黒い遺体
「ご遺体は、どんなご様子だったの?」
お兄ちゃんが日曜日の夕方、突然やってきた。と言っても、そんな予感がしてお兄ちゃんの大好きなポテトサラダを作っていた。
「発見できたけど、もう亡くなっていた」
そう電話があったのは、土曜日のこと。
お兄ちゃんに捜索協力の依頼があったときには、すでに四日が経過していた。お兄ちゃんは関係者から情報を聞き取り、おそらくはこの地点が遭難地点であろうという一点を絞り込み山に入った。沢に降りていく急な斜面をロープで結わえた彼はくだっていく。そのために日頃から彼は並々ならぬトレーニングを積んでいる。
ああ…。いた。遺体は山肌にもたれるように腰を下ろしていた。
「どんな表情?」と私が尋ねると、彼はふっと遠くを眺めるような目をした。
「お母さん。表情なんてないよ。真っ黒。そもそも目がないの。皮膚がないの。何もないの。鳥と獣、虫が…。まあ、自然の摂理に従ってね。あるのは登山道具と着ていたものだけ。あとは、闇だ」
闇。という言葉がずんと胸に響いた。そもそも美しい死なんてない。

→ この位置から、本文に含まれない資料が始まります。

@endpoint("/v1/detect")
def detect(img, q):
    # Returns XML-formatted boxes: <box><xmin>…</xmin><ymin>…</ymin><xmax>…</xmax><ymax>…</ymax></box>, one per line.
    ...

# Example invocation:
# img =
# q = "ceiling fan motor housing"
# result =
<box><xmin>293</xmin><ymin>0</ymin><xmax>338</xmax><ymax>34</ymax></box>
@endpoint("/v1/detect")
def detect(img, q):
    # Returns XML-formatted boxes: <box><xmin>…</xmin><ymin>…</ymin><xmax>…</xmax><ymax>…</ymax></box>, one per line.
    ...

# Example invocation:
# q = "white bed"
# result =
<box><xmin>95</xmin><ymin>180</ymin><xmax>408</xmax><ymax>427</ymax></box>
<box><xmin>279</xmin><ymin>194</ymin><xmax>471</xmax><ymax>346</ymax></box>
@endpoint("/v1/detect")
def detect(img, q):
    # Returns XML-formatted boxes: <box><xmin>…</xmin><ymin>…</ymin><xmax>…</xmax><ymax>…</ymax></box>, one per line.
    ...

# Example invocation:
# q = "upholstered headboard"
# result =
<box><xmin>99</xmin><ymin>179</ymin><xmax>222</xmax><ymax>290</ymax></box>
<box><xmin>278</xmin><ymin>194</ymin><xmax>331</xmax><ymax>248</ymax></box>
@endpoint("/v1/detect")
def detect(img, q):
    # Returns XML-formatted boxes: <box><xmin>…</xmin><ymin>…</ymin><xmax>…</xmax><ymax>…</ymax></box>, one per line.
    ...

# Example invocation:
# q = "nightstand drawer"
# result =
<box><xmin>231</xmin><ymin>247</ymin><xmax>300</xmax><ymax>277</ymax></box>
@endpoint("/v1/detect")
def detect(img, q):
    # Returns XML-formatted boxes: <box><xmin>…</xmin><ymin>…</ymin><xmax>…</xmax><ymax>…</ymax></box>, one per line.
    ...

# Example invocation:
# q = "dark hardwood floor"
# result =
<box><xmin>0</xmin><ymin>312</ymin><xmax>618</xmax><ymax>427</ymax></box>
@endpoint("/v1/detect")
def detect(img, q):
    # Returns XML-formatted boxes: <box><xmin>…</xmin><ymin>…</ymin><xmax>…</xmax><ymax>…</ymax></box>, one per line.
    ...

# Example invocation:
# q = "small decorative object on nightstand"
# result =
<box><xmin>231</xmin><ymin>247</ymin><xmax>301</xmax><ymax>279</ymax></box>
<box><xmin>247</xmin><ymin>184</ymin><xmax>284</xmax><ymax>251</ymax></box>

これが死の現実。
「でも、山で遭難するって、ある意味本人にとって本望なんじゃないかしら」
すると、彼は即座に否定した。
「お母さん、それは違うよ。山に入ったら無事に下山することを、僕たちは一番大切にしているんだよ。まあ、お母さんの言ってることがあながち間違いとは言えないんだけど。確かに冒険って、そういうものを孕んでいる。だけど、もう一度言うよ。僕たちは、絶対に生きて帰ることを前提として山に登るんだ」
お兄ちゃんにそう強く言われると、私は黙るしかなかった。真剣に山と向き合っている人間に、向き合ってない人間が何も言えない。
遺体を発見したのがもう日が沈むころで、ヘリコプターは引き上げた後。翌日、沢伝いに麓まで下すことになった。遺体は遺体袋にしっかりと入れられた。
翌朝、厳重に包んだ遺体の一部が破損していた。お兄ちゃんたちは遺体にもう一度手を合わせてから遺体袋にロープを幾重にもかけ皆で曳いて沢を下った。途中、幾度もかなり大きな落石があり皆に危険は差し迫った。
ポテトサラダをぺろりと平らげたお兄ちゃんに、まるちゃんが寄り添っていた。お兄ちゃんの疲れ切った心を癒すのは、まるちゃんにお任せだ。
帰り際、玄関で不思議な靴を履きながらお兄ちゃんがポツリと言った。
「におい、におい、なんだよ。いつも。死臭。これなんだよ。いつまでも鼻の奥に残るんだよ。どうやっても取れないんだよ。これがね…」
ため息をつきながら靴を履き終えると、「じゃあ!」と彼はちょっと手を挙げた。胸板の厚さと、腕の筋肉の盛り上がりが、Tシャツから弾けそうだった。
お兄ちゃんの体つきは元々、私そっくりだった。薄っぺらでひょろりとしていた。それがいつの間にか逞しくなっていた。今のような体に鍛え上げるには強い信念が必要。そうしなければならないことが彼の人生にも起きたのだ。私も、体の方は薄っぺらのひょろりだけど、心は鍛えて々強くなった。そうしなければならないことが起きた。
まるちゃんはお兄ちゃんのお見送りもしないで、いじけて部屋の隅っこに蹲っていた。このごろ、まるちゃんいつもそうだ。
お兄ちゃん、お疲れさま。それに応えるようにテールライトが二回光った。とそのとき、白いカサブランカが闇に浮かび上がった。手を伸ばそうとすると、花被片がひらひらと散ってその匂う香がお兄ちゃんを包んでいた。